For a long time, characters were encoded using ASCII code.

In Python, you can know the code of a character with the function ord:

print(ord('a'))
print(ord('@'))

The inverse of ord is chr.

lookup the ASCII representation of your first name in the table and use the chr function of Python to print it.

…

For example, if you name is ‘ZOE’, you would type:

print(chr(90)+chr(79)+chr(69))

Remark: ASCII codes use one byte (=8bits) per character. This is fine for English, but cannot cover all the caracters of all alphabets. It cannot even encode french accented letters.

Unicode was invented that associate a unique 2 bytes number to each character of any human script. It is possible to write text files using these number, but more economic to encode the most common letters with one byte, and keep the compatibility with ASCII (UTF-8).

print("".join([chr(c) for c in range(20000, 21000)]))

10.2.1. Strings 

In Python, text can be stored in objects called strings.

String constants are enclosed between single quotes:

'Bonjour le monde!'

Or double quotes:

"Bonjour le monde !"

Or “triple” quotes for multilines strings:

"""
Bonjour le monde!

Longtemps je me suis levé de bonne heure,
Les sanglots longs des violons,
...
"""

They have a type str:

type('bonjour')

To convert an object to a string representation:

str(10)
a = dict((("a",1), ("b",2)))
str(a)

A string is nothing but a sequence of characters:

a = 'bonjour'
print(a[0])
print(a[1])
print(a[2])
print(a[2:4])
print(len(a))

for c in 'bonjour':
    print(c)

Operations on strings:

a = 'bonjour'
b = 'hello'
a + b
a + ' ' + b

A set of functions to manipulate strings is available in the module ‘string’:

str.upper(a)
str.lower('ENS')

10.2.2. search/replace a substring within a string 

a = 'alain marie jean marc'
print(a.find('alain'))
print(a.find('marie'))
print(a.find('ma'))
print(a.find('marc'))
print(a.find('o'))

a.replace('marie','claude')
print(a)

10.2.3. splitting a strings at delimiters 

a = 'alain marie jean marc'
a.split(" ")

Read https://docs.python.org/3/library/stdtypes.html#string-methods to learn about more string functions.
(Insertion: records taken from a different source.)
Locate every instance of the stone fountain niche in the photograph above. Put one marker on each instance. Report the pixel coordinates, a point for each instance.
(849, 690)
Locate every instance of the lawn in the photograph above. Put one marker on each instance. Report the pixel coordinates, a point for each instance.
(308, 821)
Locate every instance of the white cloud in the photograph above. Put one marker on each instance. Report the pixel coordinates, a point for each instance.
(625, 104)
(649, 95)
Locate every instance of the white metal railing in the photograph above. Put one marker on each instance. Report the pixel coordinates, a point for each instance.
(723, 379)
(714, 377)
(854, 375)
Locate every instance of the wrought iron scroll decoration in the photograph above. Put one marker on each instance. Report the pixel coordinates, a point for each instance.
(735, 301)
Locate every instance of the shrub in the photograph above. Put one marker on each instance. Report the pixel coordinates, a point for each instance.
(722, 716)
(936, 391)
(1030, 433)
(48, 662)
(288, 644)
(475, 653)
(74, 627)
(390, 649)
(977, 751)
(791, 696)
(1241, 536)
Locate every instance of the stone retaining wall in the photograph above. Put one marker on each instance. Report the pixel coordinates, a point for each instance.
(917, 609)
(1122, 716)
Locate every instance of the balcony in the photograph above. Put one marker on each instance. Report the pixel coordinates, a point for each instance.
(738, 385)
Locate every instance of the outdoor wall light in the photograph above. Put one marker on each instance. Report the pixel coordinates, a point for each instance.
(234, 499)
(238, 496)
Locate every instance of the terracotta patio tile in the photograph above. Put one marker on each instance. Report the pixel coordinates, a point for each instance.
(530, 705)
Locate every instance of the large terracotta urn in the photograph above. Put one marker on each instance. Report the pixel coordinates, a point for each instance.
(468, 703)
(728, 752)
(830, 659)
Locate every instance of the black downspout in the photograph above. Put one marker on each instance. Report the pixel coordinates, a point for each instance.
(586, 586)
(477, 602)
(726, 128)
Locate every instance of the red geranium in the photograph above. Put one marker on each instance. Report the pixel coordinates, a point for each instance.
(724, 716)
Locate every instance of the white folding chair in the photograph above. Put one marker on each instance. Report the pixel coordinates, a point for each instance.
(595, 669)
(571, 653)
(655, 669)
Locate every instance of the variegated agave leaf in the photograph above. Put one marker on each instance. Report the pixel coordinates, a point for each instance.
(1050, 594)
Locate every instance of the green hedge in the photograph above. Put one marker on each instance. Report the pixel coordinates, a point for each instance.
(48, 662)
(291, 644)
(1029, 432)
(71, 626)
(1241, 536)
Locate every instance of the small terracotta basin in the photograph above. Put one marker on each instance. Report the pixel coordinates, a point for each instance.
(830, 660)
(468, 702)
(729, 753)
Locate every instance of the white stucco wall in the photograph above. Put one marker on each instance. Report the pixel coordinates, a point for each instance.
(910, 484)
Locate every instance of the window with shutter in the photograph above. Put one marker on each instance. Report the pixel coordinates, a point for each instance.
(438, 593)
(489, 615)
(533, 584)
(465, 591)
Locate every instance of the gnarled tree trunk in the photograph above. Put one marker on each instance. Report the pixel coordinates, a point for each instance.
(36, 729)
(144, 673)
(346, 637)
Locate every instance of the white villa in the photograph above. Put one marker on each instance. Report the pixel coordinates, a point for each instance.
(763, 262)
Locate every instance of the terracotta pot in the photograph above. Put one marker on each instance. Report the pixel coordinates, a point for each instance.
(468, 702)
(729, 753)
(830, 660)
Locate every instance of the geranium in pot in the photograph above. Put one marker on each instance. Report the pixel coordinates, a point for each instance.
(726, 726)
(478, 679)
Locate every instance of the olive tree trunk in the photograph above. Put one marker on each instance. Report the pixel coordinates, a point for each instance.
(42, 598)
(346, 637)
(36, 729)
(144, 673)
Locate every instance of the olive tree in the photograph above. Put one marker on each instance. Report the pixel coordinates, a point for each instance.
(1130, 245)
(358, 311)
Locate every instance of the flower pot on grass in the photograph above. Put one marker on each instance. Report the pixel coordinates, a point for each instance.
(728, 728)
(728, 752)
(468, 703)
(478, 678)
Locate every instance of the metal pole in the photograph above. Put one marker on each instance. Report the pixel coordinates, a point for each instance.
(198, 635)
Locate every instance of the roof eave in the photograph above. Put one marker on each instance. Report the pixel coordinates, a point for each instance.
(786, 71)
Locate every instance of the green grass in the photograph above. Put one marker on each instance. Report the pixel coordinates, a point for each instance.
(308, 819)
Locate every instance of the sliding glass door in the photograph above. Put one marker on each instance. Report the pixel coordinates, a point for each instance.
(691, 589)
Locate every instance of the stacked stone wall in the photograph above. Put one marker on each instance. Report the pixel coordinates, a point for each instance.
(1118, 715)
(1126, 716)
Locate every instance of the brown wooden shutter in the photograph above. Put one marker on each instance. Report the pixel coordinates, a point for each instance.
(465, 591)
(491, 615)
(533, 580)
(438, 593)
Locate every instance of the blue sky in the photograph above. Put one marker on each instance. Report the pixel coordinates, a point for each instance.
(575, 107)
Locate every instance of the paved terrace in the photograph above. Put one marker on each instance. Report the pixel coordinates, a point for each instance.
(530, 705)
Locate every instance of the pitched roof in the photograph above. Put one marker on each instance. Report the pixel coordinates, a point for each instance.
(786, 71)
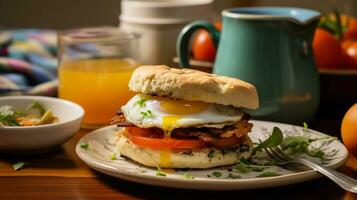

10.2.4. Interactive input from the command line 

name = input('Comment vous appelez-vous ? ')
print("Bonjour " + name + '!')

10.2.5. Reading and writing to text files 

With Atom, create a text file containing a few lines of arbitrary content, an save it under the filename ‘test.txt’
with ipython running in the same directory where you saved test.txt

with open('test.txt', 'r') as f:
    o = f.read()
    print(o)
    lines = o.split("\n")
    print(lines)

10.2.6. Counting lines and words in a text file 

Download Alice in Wonderland

with open('alice.txt') as f:
    o = f.read()
    print(o)
    lines = o.split("\\n")
    print(lines)

Exercise: Write a program that counts the number of lines, and number of: words in alice.txt (we suppose that words are separated by spaces).

…

with open('alice.txt') as f:
       o = f.read()
       print(o)
       lines = o.split("\n")

       nlines = len(lines)

       nw = 0
       for l in lines:
          nw += len(l.split(" "))

       print(nlines)
       print(nw)

Write a program that detects if a text file contains the word ‘NSA’

…

def spot_nsa(filename):
    """ detects if the text file pointed to by filename contains 'NSA' """
    with open(filename) as f:
        o = f.read()
        lines = o.split("\n")
        found = False
        for l in lines:
            if "NSA" in l.split(" "):
                found = True
                break
    return found

10.3. Representation of images 

Images can be stored either:

as bitmaps, that is a two dimensional arrays of dots (formats: bmp, png, gif, jpeg…)
as vectorized formats, the image contain instruction for drawing objects (eps, pdf, svg, …).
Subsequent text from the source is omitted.